The KRA collected Sh45.1 in taxes and levies in June 2020 from petrol, and Sh51.6 last year. The taxman is now collecting Sh62.89, underlining the impact of duties on driving petrol and diesel prices.
The surge in crude oil prices and the taxes have hit household budgets in an economic setting where the costs of basic items have surged, sending inflation to a 27-month high in May.
But it has enhanced the KRA collection, with taxes from fuel estimated at Sh22.9 billion in June or 15.7 percent of average Kenya’s overall monthly duties of Sh145 billion.
This is more than three times the Sh7 billion monthly subsidy the State has offered to cushion consumers from the surge in the price of oil in international markets.
Like other frontier economies, Kenya is reeling from a surge in crude oil prices since last year, which has forced it to start subsiding retail prices from April last year.
The subsidy scheme is proving unsustainable and the Treasury warns that it has started cutting back on the State support, which sets the stage for a further rally in local pump prices.
Without the subsidy, diesel prices would have increased by a further Sh48.19 a litre from the current Sh140 in what could have increased KRA’s share by Sh17.
“A gradual adjustment in domestic fuel prices will be necessary to progressively eliminate the need for the fuel subsidy, possibly within the next Financial Year,” Treasury Secretary Ukur Yatani said yesterday — just a day after the energy regulator announced monthly pump prices to July 14.

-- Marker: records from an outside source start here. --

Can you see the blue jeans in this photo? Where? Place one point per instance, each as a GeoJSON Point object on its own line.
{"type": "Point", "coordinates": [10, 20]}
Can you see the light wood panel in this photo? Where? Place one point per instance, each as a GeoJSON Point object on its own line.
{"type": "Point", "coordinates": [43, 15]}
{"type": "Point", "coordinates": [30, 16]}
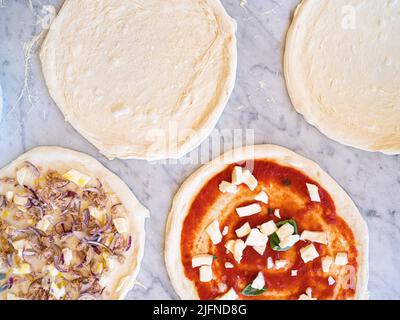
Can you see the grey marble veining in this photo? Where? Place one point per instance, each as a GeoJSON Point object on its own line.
{"type": "Point", "coordinates": [259, 102]}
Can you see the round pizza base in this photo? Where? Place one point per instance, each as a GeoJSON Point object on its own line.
{"type": "Point", "coordinates": [144, 79]}
{"type": "Point", "coordinates": [190, 188]}
{"type": "Point", "coordinates": [60, 159]}
{"type": "Point", "coordinates": [341, 68]}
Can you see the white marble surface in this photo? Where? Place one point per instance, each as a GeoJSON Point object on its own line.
{"type": "Point", "coordinates": [259, 102]}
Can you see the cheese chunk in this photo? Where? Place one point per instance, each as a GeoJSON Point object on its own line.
{"type": "Point", "coordinates": [229, 295]}
{"type": "Point", "coordinates": [238, 250]}
{"type": "Point", "coordinates": [214, 232]}
{"type": "Point", "coordinates": [248, 210]}
{"type": "Point", "coordinates": [24, 268]}
{"type": "Point", "coordinates": [77, 177]}
{"type": "Point", "coordinates": [256, 238]}
{"type": "Point", "coordinates": [58, 291]}
{"type": "Point", "coordinates": [202, 260]}
{"type": "Point", "coordinates": [262, 197]}
{"type": "Point", "coordinates": [289, 241]}
{"type": "Point", "coordinates": [259, 282]}
{"type": "Point", "coordinates": [268, 228]}
{"type": "Point", "coordinates": [44, 223]}
{"type": "Point", "coordinates": [67, 254]}
{"type": "Point", "coordinates": [121, 225]}
{"type": "Point", "coordinates": [309, 253]}
{"type": "Point", "coordinates": [326, 263]}
{"type": "Point", "coordinates": [227, 187]}
{"type": "Point", "coordinates": [243, 231]}
{"type": "Point", "coordinates": [260, 250]}
{"type": "Point", "coordinates": [284, 231]}
{"type": "Point", "coordinates": [280, 264]}
{"type": "Point", "coordinates": [237, 175]}
{"type": "Point", "coordinates": [270, 263]}
{"type": "Point", "coordinates": [9, 196]}
{"type": "Point", "coordinates": [314, 236]}
{"type": "Point", "coordinates": [341, 259]}
{"type": "Point", "coordinates": [313, 192]}
{"type": "Point", "coordinates": [249, 180]}
{"type": "Point", "coordinates": [205, 274]}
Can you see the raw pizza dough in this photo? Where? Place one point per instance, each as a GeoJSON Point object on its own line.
{"type": "Point", "coordinates": [141, 79]}
{"type": "Point", "coordinates": [191, 187]}
{"type": "Point", "coordinates": [342, 69]}
{"type": "Point", "coordinates": [124, 275]}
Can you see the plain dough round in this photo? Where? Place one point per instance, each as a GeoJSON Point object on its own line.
{"type": "Point", "coordinates": [190, 188]}
{"type": "Point", "coordinates": [60, 159]}
{"type": "Point", "coordinates": [143, 79]}
{"type": "Point", "coordinates": [342, 68]}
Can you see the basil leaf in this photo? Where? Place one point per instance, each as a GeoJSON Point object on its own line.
{"type": "Point", "coordinates": [249, 291]}
{"type": "Point", "coordinates": [274, 239]}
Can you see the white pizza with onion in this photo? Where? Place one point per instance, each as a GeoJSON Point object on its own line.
{"type": "Point", "coordinates": [69, 229]}
{"type": "Point", "coordinates": [262, 222]}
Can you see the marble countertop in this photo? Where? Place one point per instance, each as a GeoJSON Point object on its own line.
{"type": "Point", "coordinates": [259, 104]}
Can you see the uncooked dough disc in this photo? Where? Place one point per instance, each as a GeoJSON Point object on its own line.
{"type": "Point", "coordinates": [342, 67]}
{"type": "Point", "coordinates": [141, 79]}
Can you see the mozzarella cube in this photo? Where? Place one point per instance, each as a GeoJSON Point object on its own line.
{"type": "Point", "coordinates": [67, 254]}
{"type": "Point", "coordinates": [214, 232]}
{"type": "Point", "coordinates": [243, 231]}
{"type": "Point", "coordinates": [289, 241]}
{"type": "Point", "coordinates": [58, 291]}
{"type": "Point", "coordinates": [285, 231]}
{"type": "Point", "coordinates": [326, 263]}
{"type": "Point", "coordinates": [249, 180]}
{"type": "Point", "coordinates": [259, 282]}
{"type": "Point", "coordinates": [268, 228]}
{"type": "Point", "coordinates": [9, 196]}
{"type": "Point", "coordinates": [230, 295]}
{"type": "Point", "coordinates": [248, 210]}
{"type": "Point", "coordinates": [313, 192]}
{"type": "Point", "coordinates": [270, 263]}
{"type": "Point", "coordinates": [77, 177]}
{"type": "Point", "coordinates": [44, 223]}
{"type": "Point", "coordinates": [202, 260]}
{"type": "Point", "coordinates": [24, 268]}
{"type": "Point", "coordinates": [262, 197]}
{"type": "Point", "coordinates": [121, 225]}
{"type": "Point", "coordinates": [280, 264]}
{"type": "Point", "coordinates": [260, 250]}
{"type": "Point", "coordinates": [205, 274]}
{"type": "Point", "coordinates": [20, 200]}
{"type": "Point", "coordinates": [341, 259]}
{"type": "Point", "coordinates": [309, 253]}
{"type": "Point", "coordinates": [238, 250]}
{"type": "Point", "coordinates": [227, 187]}
{"type": "Point", "coordinates": [256, 238]}
{"type": "Point", "coordinates": [314, 236]}
{"type": "Point", "coordinates": [237, 175]}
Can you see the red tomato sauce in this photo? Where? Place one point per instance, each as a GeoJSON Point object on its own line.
{"type": "Point", "coordinates": [291, 184]}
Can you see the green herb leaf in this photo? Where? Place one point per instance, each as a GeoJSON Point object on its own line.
{"type": "Point", "coordinates": [274, 239]}
{"type": "Point", "coordinates": [249, 291]}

About 40 per cent of the retail price of petrol is consumed by taxes and levies such as excise, value-added tax (VAT), import declarations fee, road maintenance, petroleum development, petroleum regulatory, railway development, anti-adulteration, and merchant shipping levies.
For every litre of petrol retailing at Sh159.1, the government collects Sh62.89 and takes Sh51.60 for every litre of diesel selling at Sh140.

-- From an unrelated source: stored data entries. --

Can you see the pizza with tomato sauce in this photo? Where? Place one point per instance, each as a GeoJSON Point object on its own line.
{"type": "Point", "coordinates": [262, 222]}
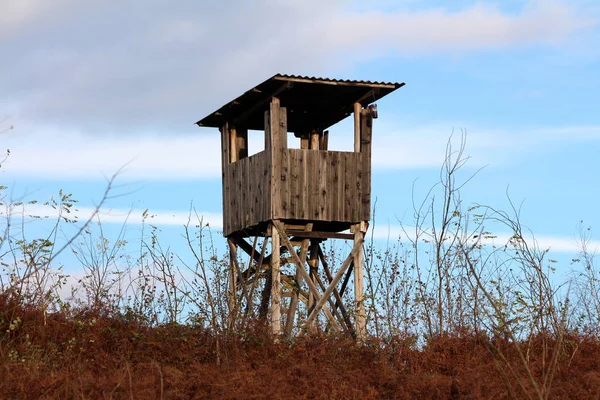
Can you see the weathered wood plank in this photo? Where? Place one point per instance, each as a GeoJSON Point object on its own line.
{"type": "Point", "coordinates": [242, 142]}
{"type": "Point", "coordinates": [325, 203]}
{"type": "Point", "coordinates": [360, 321]}
{"type": "Point", "coordinates": [283, 180]}
{"type": "Point", "coordinates": [319, 235]}
{"type": "Point", "coordinates": [275, 284]}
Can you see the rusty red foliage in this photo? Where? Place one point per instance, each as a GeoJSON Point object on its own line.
{"type": "Point", "coordinates": [99, 355]}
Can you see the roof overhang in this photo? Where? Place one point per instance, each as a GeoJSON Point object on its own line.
{"type": "Point", "coordinates": [312, 103]}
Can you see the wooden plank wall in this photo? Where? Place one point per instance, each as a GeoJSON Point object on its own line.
{"type": "Point", "coordinates": [246, 191]}
{"type": "Point", "coordinates": [319, 185]}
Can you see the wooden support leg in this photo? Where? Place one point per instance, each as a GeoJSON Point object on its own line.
{"type": "Point", "coordinates": [360, 321]}
{"type": "Point", "coordinates": [289, 322]}
{"type": "Point", "coordinates": [275, 283]}
{"type": "Point", "coordinates": [323, 299]}
{"type": "Point", "coordinates": [314, 265]}
{"type": "Point", "coordinates": [233, 283]}
{"type": "Point", "coordinates": [300, 265]}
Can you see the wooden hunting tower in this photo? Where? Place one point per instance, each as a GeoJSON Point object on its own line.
{"type": "Point", "coordinates": [298, 198]}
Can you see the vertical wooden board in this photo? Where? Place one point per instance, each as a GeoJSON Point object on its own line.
{"type": "Point", "coordinates": [284, 160]}
{"type": "Point", "coordinates": [302, 185]}
{"type": "Point", "coordinates": [283, 127]}
{"type": "Point", "coordinates": [242, 144]}
{"type": "Point", "coordinates": [308, 185]}
{"type": "Point", "coordinates": [251, 185]}
{"type": "Point", "coordinates": [358, 179]}
{"type": "Point", "coordinates": [365, 164]}
{"type": "Point", "coordinates": [339, 186]}
{"type": "Point", "coordinates": [266, 195]}
{"type": "Point", "coordinates": [294, 192]}
{"type": "Point", "coordinates": [224, 176]}
{"type": "Point", "coordinates": [275, 146]}
{"type": "Point", "coordinates": [284, 184]}
{"type": "Point", "coordinates": [324, 199]}
{"type": "Point", "coordinates": [332, 184]}
{"type": "Point", "coordinates": [275, 283]}
{"type": "Point", "coordinates": [352, 194]}
{"type": "Point", "coordinates": [244, 189]}
{"type": "Point", "coordinates": [314, 181]}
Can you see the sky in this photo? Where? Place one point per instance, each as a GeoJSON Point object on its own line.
{"type": "Point", "coordinates": [91, 88]}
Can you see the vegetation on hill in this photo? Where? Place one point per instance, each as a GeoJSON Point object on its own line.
{"type": "Point", "coordinates": [454, 312]}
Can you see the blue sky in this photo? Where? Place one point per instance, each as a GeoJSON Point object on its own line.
{"type": "Point", "coordinates": [92, 86]}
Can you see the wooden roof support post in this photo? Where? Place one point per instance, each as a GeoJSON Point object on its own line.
{"type": "Point", "coordinates": [360, 319]}
{"type": "Point", "coordinates": [357, 111]}
{"type": "Point", "coordinates": [233, 151]}
{"type": "Point", "coordinates": [313, 263]}
{"type": "Point", "coordinates": [241, 143]}
{"type": "Point", "coordinates": [323, 299]}
{"type": "Point", "coordinates": [314, 140]}
{"type": "Point", "coordinates": [275, 283]}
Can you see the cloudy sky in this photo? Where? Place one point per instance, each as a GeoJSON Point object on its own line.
{"type": "Point", "coordinates": [92, 86]}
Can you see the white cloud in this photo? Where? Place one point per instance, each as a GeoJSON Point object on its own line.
{"type": "Point", "coordinates": [481, 26]}
{"type": "Point", "coordinates": [106, 67]}
{"type": "Point", "coordinates": [120, 216]}
{"type": "Point", "coordinates": [556, 244]}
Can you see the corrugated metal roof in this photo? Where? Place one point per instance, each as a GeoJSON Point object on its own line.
{"type": "Point", "coordinates": [311, 102]}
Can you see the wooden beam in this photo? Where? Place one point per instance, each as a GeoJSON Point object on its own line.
{"type": "Point", "coordinates": [242, 143]}
{"type": "Point", "coordinates": [275, 285]}
{"type": "Point", "coordinates": [233, 152]}
{"type": "Point", "coordinates": [289, 322]}
{"type": "Point", "coordinates": [313, 266]}
{"type": "Point", "coordinates": [357, 110]}
{"type": "Point", "coordinates": [324, 141]}
{"type": "Point", "coordinates": [304, 142]}
{"type": "Point", "coordinates": [299, 264]}
{"type": "Point", "coordinates": [319, 234]}
{"type": "Point", "coordinates": [334, 282]}
{"type": "Point", "coordinates": [312, 287]}
{"type": "Point", "coordinates": [339, 303]}
{"type": "Point", "coordinates": [260, 104]}
{"type": "Point", "coordinates": [361, 330]}
{"type": "Point", "coordinates": [224, 177]}
{"type": "Point", "coordinates": [314, 140]}
{"type": "Point", "coordinates": [233, 284]}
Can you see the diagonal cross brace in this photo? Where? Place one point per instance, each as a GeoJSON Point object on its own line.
{"type": "Point", "coordinates": [321, 301]}
{"type": "Point", "coordinates": [300, 268]}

Treasury has previously resisted attempts by lawmakers to reduce the reduction in fuel and cooking gas levies and taxes, underling the importance of the commodity on KRA tax collections.
The National Assembly Finance committee had directed a cut on the eight percent value-added tax (VAT) on petroleum products to four percent.
It also proposed the reduction petroleum development levy (PDL) from Sh5.40 to Sh2.50 per litre, which was estimated to leave a Sh11 billion funding gap in a year.
The halving of VAT was expected to cut collections by Sh22 billion.
The budget hole could have forced the Treasury to cut spending to rein in the fiscal deficit as the country head into a highly charged general election that is expected to slow down economic activity.
The proposed amendments, which were tabled in Parliament in October, were time-barred and never implemented.
Kenya’s economy is highly dependent on diesel for transportation, power generation and agriculture and kerosene is used in the homes of many of the country’s population.
Higher fuel prices are a key inflation driver, with the cost of living measure reaching a 27-month high at 7.1 percent in May from 6.5 percent the prior month.
Pump prices are set to spike in the coming months after Treasury announced plans to scrap the fuel subsidy scheme.
Mr Yatani said the continuation of the fuel subsidy kitty risks ruining Kenya’s plans to reduce debt accumulation, adding that it will be removed in the fiscal year starting next month.
“The cost of fuel subsidy could eventually surpass its allocation in the national budget thus potentially escalating public debt to unsustainable levels and disrupting the government’s plans to reduce the rate of debt accumulation,” Mr Yatani said.
“However, fuel subsidies are inefficient and often lead to misallocation of resources and crowding out of public spending on productive sectors, resulting in unintended consequences such as disproportionately benefiting the well-off,” he added.
It has so far spent tens of billion shillings subsidising fuel, which has helped stabilise prices at the pump and keep inflation within the government’s preferred band.
The rally in pump prices caused cash flow problems at some smaller fuel retailers, leading to supply shortages, and the hardships have been compounded by delays in the payment of subsidies to the companies by the government.